- Genre: Variety-talk show
- Presented by: Richard Stubbs; John Safran; Michael Veitch; Marg Downey; Tony Wilson; Emma Tom;
- Country of origin: Australia
- Original language: English

Production
- Running time: 30 minutes, 60 minutes

Original release
- Network: Seven Network
- Release: February 1999 – April 1999

= The Late Report =

1999 Australian news satire TV show

The Late Report was a short-lived news satire show on Australia's Seven Network during 1999. The show originally ran at 10:30 pm on Tuesdays, preceded by spoof news-broadcast show The Big News, and featured interviews, trivia segments, and comedic takes on pop culture and current events.
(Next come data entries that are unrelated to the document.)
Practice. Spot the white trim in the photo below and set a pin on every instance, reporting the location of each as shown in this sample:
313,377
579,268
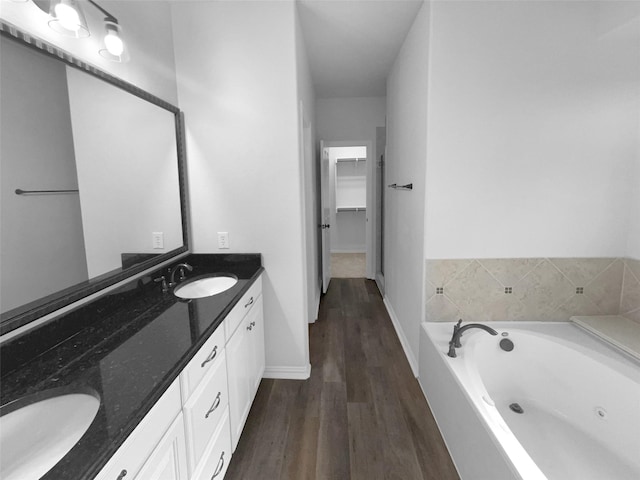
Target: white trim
288,373
401,336
380,283
317,304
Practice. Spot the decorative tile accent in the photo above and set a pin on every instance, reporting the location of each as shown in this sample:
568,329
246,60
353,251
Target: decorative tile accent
543,290
606,289
441,309
633,264
473,287
532,289
576,305
630,298
441,272
581,271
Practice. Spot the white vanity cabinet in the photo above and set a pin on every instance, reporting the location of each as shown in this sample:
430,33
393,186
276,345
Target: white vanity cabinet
245,361
205,407
156,448
191,432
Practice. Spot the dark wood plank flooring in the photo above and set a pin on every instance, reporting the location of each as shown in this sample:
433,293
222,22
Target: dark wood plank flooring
361,415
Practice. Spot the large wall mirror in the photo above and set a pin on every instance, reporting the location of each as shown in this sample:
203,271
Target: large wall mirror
93,181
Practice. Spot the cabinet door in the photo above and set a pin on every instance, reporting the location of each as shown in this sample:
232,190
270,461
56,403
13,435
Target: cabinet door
133,453
238,370
169,459
255,320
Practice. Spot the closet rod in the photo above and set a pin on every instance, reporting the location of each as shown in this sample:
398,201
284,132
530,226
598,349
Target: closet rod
395,186
19,191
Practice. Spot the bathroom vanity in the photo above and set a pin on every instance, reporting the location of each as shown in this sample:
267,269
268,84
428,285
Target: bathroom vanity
175,377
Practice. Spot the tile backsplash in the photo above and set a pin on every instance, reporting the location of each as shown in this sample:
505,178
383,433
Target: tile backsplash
551,289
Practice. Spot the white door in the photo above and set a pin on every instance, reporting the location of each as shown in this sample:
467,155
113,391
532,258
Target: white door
326,217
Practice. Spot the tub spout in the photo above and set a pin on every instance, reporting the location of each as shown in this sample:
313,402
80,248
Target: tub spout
458,331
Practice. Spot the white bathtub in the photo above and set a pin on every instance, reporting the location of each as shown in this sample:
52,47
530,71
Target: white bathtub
580,400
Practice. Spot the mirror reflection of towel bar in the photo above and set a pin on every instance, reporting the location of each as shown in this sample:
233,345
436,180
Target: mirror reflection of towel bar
19,191
408,186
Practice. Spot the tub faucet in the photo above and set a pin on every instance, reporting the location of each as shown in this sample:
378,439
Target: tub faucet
457,333
172,273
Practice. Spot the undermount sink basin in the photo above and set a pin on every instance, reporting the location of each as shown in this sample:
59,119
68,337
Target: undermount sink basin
205,286
37,431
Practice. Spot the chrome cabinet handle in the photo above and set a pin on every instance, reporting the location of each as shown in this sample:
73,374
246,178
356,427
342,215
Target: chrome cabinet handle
211,356
219,467
215,405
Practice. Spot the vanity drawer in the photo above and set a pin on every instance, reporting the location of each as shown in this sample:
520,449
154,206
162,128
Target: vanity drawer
247,301
204,410
217,455
135,450
202,361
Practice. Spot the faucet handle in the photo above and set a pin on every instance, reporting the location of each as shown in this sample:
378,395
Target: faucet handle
182,274
162,279
457,327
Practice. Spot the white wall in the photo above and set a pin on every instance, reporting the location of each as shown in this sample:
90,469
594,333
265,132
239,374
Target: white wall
237,84
406,163
349,119
147,31
307,139
633,243
348,229
532,132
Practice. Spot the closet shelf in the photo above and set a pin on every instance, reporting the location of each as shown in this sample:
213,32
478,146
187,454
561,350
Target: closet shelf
340,160
351,209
The show had a rotating group of hosts, led by Richard Stubbs and also featuring John Safran, Michael Veitch, Marg Downey, Tony Wilson, and Emma Tom. While originally signed for a 14-week season, it ultimately ran for only 10 weeks.

== Background ==
The Late Report aired during a precarious time for Seven Network; as the channel's ratings dropped, the show was pitched as an attempt to draw a younger audience to the channel. Tony Wilson described its format as "Simon Townsend's Wonder World for adults".

== Notable segments ==
In one segment, John Safran attempted to make cricketer Shane Warne break his no-smoking contract with a nicotine patch company by sending a remote-controlled, cigarette-carrying seagull onto the Melbourne Cricket Ground during a match, a gimmick that got Safran sent to court. In another segment, Safran dressed up as Ronald McDonald as a prank, visited a McDonald's location, and got frisked by police after the restaurant's management allegedly made a false report that Safran had been robbing the store. The Seven Network refused to broadcast this segment, although it eventually aired on Channel 4's Disinformation in the United Kingdom.
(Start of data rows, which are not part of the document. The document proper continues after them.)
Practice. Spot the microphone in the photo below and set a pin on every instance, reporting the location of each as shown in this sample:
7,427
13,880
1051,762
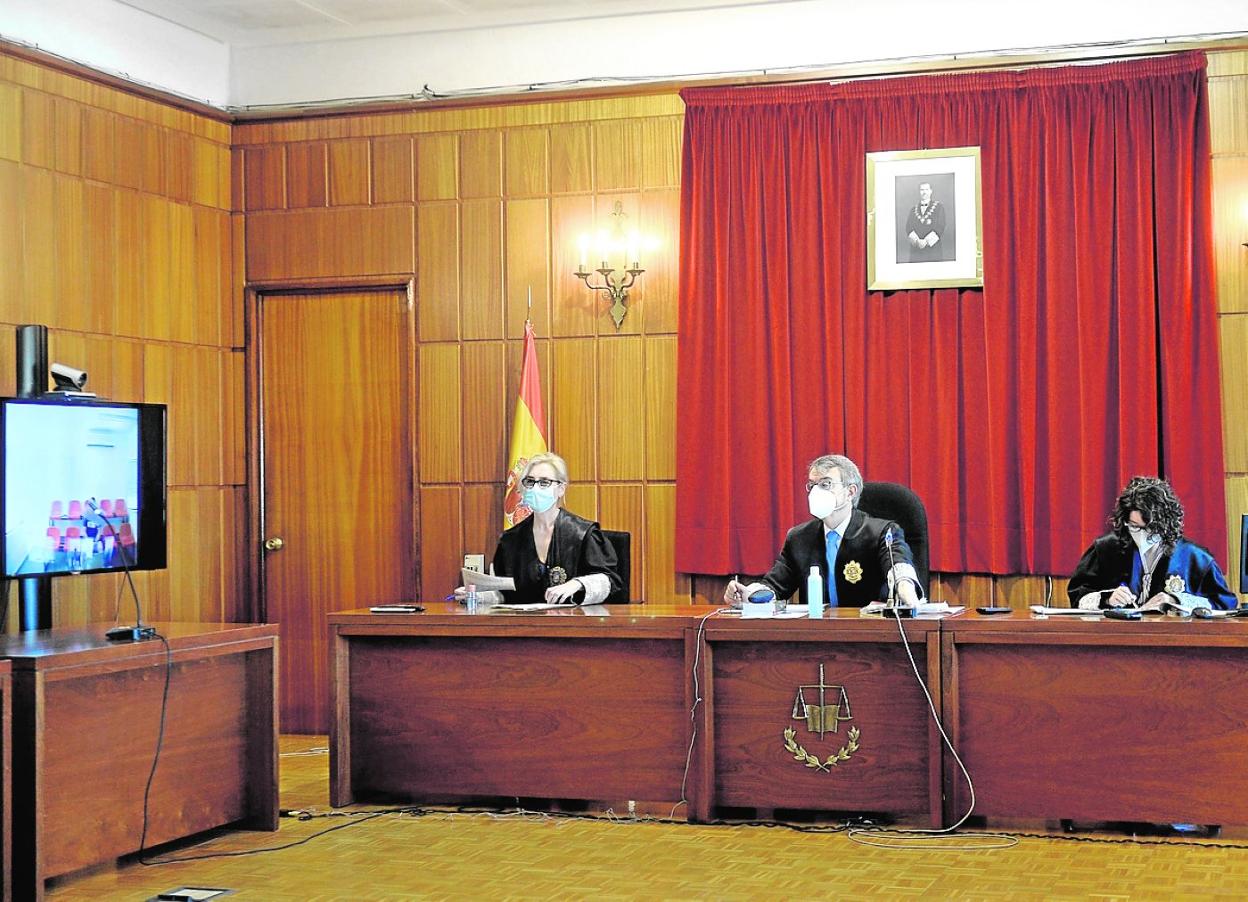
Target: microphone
122,634
891,608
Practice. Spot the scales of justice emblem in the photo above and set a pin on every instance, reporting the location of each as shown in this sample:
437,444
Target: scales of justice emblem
830,709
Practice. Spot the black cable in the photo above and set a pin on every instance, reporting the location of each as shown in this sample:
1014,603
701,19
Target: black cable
160,734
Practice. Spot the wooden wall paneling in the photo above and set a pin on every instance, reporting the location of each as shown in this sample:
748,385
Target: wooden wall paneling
622,408
617,155
623,507
39,247
574,308
236,557
348,172
234,453
657,288
439,424
663,584
1228,129
306,175
204,298
210,436
582,498
100,232
1237,505
330,243
179,167
1231,232
99,145
185,277
38,130
483,518
570,159
13,298
131,293
660,408
263,179
526,162
73,290
441,544
574,414
660,151
481,164
437,271
1233,333
482,268
487,434
156,266
127,369
206,161
10,122
527,266
392,170
437,167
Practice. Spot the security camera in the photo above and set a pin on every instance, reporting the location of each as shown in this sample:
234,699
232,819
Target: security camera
69,379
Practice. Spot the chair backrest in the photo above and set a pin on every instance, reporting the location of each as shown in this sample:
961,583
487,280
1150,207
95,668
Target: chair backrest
895,502
623,544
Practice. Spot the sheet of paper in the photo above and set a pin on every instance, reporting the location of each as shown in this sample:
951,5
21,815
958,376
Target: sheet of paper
486,581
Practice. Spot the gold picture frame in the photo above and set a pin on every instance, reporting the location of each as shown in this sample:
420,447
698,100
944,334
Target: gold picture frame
924,220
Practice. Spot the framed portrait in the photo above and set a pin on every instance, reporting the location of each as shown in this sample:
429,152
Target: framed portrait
924,222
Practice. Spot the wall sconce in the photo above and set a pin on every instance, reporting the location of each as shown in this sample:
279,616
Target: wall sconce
620,242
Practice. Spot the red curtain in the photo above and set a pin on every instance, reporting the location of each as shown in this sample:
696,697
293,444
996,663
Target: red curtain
1017,411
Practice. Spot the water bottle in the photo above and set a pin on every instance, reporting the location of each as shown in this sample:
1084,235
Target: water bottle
814,594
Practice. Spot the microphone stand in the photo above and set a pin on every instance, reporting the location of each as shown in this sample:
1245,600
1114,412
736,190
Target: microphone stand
892,609
124,634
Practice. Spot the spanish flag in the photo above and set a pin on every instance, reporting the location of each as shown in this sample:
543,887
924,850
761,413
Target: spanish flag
528,431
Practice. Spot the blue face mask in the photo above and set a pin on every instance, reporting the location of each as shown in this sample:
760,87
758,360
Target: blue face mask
538,500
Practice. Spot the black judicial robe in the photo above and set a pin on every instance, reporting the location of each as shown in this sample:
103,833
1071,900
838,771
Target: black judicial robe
578,548
861,562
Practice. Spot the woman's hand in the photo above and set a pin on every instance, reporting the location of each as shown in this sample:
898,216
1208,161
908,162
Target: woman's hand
563,593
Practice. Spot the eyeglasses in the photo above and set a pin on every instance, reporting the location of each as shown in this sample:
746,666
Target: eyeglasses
543,483
826,484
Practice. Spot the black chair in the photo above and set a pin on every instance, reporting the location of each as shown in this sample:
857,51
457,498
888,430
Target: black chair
895,502
623,544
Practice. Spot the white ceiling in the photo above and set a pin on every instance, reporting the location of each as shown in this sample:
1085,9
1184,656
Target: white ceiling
260,23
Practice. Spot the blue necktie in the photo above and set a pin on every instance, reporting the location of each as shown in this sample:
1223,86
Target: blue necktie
834,544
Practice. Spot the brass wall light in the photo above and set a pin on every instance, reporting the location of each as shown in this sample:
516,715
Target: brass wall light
618,243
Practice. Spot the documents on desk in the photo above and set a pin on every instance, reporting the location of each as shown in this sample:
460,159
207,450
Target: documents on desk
924,609
486,581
== Reception and cancellation ==
The Late Report was embattled from the beginning. The Big News was considered a failure, and a writer for the Sydney Morning Herald described The Late Report airing afterward as "a move akin to handcuffing [the show] to a slaughtered goat and throwing it into shark-infested waters." The Late Report received poor reviews, especially early in its run; according to Tony Wilson, some viewers thought the rotating-presenters format broke up its flow.
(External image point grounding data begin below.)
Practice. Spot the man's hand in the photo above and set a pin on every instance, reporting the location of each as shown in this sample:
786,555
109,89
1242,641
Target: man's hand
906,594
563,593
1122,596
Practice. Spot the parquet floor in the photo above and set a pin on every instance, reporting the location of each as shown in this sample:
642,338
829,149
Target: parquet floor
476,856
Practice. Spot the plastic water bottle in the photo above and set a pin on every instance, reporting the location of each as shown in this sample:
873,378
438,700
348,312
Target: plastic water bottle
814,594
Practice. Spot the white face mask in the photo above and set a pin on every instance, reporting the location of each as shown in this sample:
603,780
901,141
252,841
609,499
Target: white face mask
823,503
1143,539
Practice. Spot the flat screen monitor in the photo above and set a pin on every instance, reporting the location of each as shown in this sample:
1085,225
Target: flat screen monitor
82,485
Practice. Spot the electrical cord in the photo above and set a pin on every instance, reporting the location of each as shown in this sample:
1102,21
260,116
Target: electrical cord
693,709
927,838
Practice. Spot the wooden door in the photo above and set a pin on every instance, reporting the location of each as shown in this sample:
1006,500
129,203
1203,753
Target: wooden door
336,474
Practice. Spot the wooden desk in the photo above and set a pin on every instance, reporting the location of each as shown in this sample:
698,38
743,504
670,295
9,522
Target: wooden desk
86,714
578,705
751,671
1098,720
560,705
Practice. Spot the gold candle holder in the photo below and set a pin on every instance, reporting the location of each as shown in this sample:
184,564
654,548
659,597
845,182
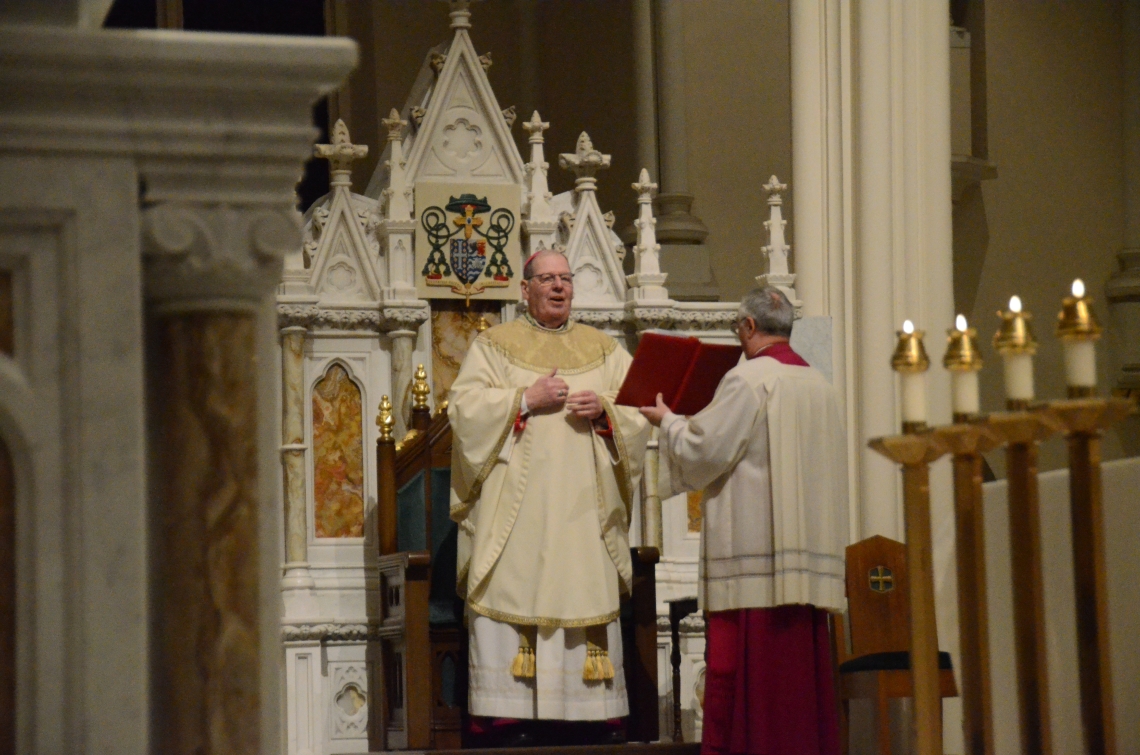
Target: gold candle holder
384,419
1079,331
963,360
911,362
1015,342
Executives at the Seven Network were wary of the show's harsh satire, particularly at the expense of the Liberal Party. Some of the executives commented that the show "skated rather too close to the line of acceptable satire" and that it felt like "a Labor Party propaganda show". A rumour spread that the office of John Howard, the Australian prime minister and leader of the Liberal Party at the time, contacted the show and complained about the way the Howard Government was portrayed in it; the Seven Network's representatives denied the rumour.

When The Big News was cancelled, the two shows were combined to fill the entire hour. The move, a response to poor ratings, did not work, and the Seven Network cancelled The Late Report on 9 April 1999, citing poor commercial performance. The network would not run a similar show until 2003's The Chat Room.